Planning for Fault Tolerance
Fault tolerance, or "high availability," is critical to any successful business operation. To ensure that requests are processed in the event of failure, FME Server supports configuring fault tolerance throughout the multiple levels of an integrated system. FME Server provides fault tolerance in the following ways:
- Recovery: Restarting components and jobs when crashes occur. FME Server provides component and job recovery automatically—no additional planning is needed.
- Failover: Ensuring there is no single point of failure. Two different configurations can be used to achieve this: Active/Passive or Active/Active. Failover is the primary consideration for the type of installation architecture you decide to implement.
About Recovery
Component Recovery
FME Server comes out-of-the-box with component recovery. This means that, even on a single system, FME Server monitors and restarts components that fail, including the FME Engines and the FME Server Core. This is achieved through the FME Server Process Monitor. The ability for FME Server to monitor its own components ensures reliable uptime and dependability.
Job Recovery
FME Server also includes the ability to restart a translation (job) when a crash occurs. FME Server continues to resubmit a translation up to a specified number of attempts. As a result, jobs that experience temporary issues, such as a network hiccup, are resubmitted and run again. Job recovery is configurable and can be turned off entirely. For more information, see Job Recovery.
Note: Resubmitted jobs may cause data duplication, such as when writing to database formats.
About Failover
The goal of a failover environment is to remove single points of failure so that a component can fail, but not take the system offline. FME Server supports two approaches to failover: Active-Passive and Active-Active.
We typically recommend the Active/Passive architecture, which meets the needs of most enterprises. There are advantages and disadvantages to both approaches.

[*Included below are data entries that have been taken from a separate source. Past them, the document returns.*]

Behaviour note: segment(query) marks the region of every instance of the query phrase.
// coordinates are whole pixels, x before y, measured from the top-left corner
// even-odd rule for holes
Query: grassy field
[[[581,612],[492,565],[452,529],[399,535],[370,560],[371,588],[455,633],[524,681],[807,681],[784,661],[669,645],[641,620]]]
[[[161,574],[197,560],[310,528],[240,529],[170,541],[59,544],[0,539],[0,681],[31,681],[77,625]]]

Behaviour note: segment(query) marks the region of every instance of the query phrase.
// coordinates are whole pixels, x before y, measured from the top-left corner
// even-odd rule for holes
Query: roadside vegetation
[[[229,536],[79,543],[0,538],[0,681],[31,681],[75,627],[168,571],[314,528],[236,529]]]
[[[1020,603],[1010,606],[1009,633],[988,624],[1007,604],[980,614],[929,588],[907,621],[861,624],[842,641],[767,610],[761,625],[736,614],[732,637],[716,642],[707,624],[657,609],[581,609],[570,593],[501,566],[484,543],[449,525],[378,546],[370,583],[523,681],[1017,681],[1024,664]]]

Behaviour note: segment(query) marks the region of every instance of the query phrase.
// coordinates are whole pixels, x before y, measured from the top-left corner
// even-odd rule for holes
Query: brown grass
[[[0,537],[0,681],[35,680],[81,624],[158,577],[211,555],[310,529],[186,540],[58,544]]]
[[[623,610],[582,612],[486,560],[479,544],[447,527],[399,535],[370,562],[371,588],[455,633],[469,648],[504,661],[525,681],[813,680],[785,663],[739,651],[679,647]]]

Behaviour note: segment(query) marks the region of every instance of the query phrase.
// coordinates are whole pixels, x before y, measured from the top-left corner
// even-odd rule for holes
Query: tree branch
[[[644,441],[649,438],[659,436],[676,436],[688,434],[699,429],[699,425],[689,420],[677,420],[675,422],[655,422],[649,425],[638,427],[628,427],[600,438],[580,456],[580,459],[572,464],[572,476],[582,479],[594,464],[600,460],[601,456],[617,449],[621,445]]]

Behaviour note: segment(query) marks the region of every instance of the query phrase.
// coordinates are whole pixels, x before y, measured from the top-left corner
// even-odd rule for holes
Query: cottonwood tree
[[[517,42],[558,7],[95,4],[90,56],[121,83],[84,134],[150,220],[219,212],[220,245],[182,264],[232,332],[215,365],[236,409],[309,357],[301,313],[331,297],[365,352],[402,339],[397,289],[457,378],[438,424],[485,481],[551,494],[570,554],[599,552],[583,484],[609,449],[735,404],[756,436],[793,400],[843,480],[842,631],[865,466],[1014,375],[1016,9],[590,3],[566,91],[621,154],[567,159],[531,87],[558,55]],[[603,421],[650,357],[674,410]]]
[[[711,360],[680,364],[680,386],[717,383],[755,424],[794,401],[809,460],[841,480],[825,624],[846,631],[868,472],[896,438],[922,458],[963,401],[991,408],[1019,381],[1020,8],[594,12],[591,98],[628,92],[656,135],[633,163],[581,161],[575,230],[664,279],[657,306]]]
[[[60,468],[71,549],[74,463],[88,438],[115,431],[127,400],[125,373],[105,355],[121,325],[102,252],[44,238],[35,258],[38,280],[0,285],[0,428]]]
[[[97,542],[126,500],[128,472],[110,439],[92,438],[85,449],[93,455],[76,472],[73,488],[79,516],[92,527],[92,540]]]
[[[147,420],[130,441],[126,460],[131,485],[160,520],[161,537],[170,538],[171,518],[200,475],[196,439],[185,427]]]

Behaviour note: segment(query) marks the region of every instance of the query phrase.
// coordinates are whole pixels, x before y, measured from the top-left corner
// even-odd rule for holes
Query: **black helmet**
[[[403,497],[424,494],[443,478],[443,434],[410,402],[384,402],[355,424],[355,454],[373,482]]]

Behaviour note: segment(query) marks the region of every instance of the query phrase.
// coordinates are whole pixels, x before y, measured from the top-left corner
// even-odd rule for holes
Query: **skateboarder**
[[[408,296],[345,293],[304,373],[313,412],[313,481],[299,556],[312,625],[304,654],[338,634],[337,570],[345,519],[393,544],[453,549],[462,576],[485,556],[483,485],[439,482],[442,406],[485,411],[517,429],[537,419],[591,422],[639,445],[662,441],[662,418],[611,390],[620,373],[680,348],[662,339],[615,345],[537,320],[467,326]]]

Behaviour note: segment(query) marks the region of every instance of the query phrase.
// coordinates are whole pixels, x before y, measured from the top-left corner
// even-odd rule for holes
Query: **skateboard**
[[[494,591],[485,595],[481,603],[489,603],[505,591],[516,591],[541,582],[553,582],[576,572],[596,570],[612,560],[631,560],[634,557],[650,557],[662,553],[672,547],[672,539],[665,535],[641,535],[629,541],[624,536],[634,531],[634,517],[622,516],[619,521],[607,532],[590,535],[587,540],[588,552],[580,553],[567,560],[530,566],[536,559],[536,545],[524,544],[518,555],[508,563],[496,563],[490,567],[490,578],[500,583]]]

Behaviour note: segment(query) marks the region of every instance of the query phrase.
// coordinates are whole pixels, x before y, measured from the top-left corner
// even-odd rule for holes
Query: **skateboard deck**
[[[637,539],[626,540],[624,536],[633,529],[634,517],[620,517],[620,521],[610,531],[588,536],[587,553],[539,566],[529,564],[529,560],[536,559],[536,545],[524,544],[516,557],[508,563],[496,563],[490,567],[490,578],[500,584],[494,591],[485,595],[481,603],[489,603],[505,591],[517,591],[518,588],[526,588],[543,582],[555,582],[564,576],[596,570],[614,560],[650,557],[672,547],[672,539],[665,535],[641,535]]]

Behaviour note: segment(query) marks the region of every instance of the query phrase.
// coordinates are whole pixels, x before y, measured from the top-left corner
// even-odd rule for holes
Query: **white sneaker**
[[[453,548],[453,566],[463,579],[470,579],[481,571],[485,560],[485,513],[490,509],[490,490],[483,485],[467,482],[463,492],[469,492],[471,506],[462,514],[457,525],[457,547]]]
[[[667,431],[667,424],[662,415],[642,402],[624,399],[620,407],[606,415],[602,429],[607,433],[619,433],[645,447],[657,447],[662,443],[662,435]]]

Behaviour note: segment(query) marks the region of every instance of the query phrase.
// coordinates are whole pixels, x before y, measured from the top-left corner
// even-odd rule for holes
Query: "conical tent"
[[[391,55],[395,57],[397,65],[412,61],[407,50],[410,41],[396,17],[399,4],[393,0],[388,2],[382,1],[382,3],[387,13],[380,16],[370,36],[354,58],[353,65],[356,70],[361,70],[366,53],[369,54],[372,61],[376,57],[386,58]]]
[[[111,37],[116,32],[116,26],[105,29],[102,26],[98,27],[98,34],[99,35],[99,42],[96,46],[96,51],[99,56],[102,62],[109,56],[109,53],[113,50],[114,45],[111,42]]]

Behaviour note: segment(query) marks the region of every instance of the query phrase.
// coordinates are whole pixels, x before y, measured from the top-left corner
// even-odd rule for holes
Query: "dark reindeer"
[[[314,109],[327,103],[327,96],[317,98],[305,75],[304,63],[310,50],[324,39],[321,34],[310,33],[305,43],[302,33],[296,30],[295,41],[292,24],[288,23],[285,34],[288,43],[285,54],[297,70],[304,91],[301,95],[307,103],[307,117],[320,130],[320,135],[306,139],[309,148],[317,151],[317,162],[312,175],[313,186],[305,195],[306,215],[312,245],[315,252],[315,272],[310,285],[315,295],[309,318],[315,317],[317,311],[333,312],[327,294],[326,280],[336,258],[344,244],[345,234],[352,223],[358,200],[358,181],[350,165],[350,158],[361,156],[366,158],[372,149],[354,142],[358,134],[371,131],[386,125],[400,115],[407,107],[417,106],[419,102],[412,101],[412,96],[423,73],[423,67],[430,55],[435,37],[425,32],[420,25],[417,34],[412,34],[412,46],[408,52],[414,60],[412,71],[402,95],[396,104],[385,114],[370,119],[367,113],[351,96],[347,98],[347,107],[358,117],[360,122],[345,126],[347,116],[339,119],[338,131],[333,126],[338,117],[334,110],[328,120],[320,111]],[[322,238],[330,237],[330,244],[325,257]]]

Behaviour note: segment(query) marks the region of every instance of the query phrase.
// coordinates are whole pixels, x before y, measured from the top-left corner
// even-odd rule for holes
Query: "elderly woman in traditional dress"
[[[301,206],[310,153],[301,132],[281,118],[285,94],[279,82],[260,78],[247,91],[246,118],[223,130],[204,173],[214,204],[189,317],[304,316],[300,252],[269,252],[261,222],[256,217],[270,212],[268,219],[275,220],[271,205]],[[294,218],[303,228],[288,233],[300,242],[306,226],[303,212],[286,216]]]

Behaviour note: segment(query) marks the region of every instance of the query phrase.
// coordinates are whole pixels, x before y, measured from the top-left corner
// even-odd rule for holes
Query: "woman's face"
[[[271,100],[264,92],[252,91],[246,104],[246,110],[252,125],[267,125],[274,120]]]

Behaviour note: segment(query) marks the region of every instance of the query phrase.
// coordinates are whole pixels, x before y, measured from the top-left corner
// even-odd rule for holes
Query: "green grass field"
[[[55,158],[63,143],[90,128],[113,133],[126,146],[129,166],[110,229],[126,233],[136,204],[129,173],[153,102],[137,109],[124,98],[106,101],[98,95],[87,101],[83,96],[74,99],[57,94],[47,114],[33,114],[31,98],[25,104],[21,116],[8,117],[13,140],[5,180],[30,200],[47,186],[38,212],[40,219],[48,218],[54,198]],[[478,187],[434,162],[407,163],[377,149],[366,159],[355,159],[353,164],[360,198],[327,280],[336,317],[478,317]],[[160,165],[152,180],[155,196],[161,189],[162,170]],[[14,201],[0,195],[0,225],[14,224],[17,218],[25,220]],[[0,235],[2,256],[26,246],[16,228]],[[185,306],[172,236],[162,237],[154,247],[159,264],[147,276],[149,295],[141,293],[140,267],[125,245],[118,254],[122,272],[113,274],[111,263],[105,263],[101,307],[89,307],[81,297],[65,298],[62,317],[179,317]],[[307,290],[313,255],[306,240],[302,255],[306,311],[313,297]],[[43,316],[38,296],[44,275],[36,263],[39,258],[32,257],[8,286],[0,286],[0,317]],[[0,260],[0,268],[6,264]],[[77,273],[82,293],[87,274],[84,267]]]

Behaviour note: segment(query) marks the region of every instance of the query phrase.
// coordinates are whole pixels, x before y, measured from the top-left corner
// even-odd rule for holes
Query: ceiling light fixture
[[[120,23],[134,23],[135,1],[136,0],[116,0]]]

                                             
                                        
Active-Passive
With the Active-Passive failover approach, when the Active system fails, the Passive system takes over the capabilities of the failed Active system and assumes the role of the Active system. The failed system, in turn, assumes the Passive mode. The failed system can then be investigated while the new Active system provides continued operation of FME Server. Once the Passive system is recovered it remains in this role until another failure on the Active system occurs.
Failover is achieved through a heartbeat monitor between the Active and Passive systems. The types of failures that typically cause failover are hardware or OS crashes, in which the primary system goes down completely.
Any translations that are lost at the time of failover are resubmitted. These include jobs that failed due to loss of power on the machine hosting the FME Engines, as well as jobs that completed, but are still considered lost due to loss of power on the machine hosting the FME Server Core.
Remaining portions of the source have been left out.